いよいよ私の番がやってきた。控え室に入ると顔も含めて頭を丸ごと、包帯みたいなものでぐるぐる巻きにされた。まるでミイラだ。目の前が当然真っ暗になって、いつしか私は眠っていた。
気が付いた時にはすでに手術が始まっていた。もちろん麻酔は掛けられたのだろうが、その前にすでに眠っている私――呑気なものだ。喉を切って、甲状腺のホルモンが出るバランスを調整するらしい。ホルモンが出なくていけない人、出過ぎていけない人、両方あるらしい。私は確か出過ぎの部類だったと思う。手術でメスを入れる時に誤って声帯を傷付けないようにするため、敢えて声を出させるらしい。そのために名前を呼ばれ、返事を求められた。私はせっかく眠っていたのにその声で起こされ返事をした。何度も何度も名前を呼ばれて、やっとのことで返事をしたらしいのだが、返事をしたお陰で私の声帯は傷付けられることもなく、手術は無事に終わった。私の首は何箇所もホッチキスで止められた様になっていた。何だかフランケンシュタインを思い出してしまう。見た目はグロテスクだけど、食べることには何の支障もなく、手術後すぐに喉が乾いて、イチゴ二パックをいっぺんに食べてしまった。美味しかった。

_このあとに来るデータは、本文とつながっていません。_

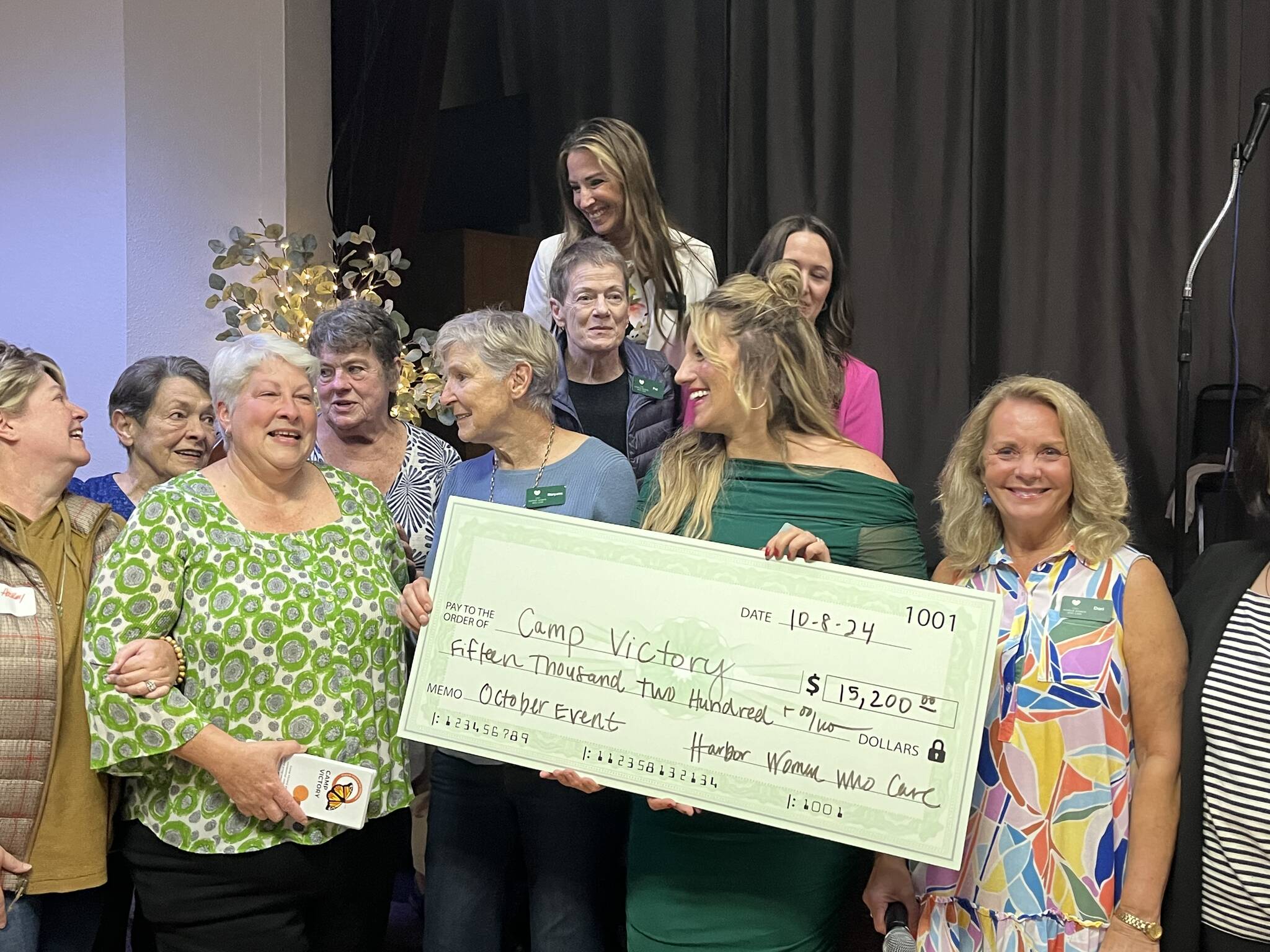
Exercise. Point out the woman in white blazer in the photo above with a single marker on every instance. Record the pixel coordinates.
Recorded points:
(607, 190)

その後の経過も順調で、約十日の後には何とか退院できることになり、ほっとして、すぐに田丸さんに電話で報告した。
トータル二ヶ月間の入院生活だった。菜緒にとっては二ヶ月間の養女生活ということになる。元気にしているだろうか。もしかしたら田丸家での生活が気に入って、私の所へ帰るのを嫌がるのではないだろうか――少し不安になった。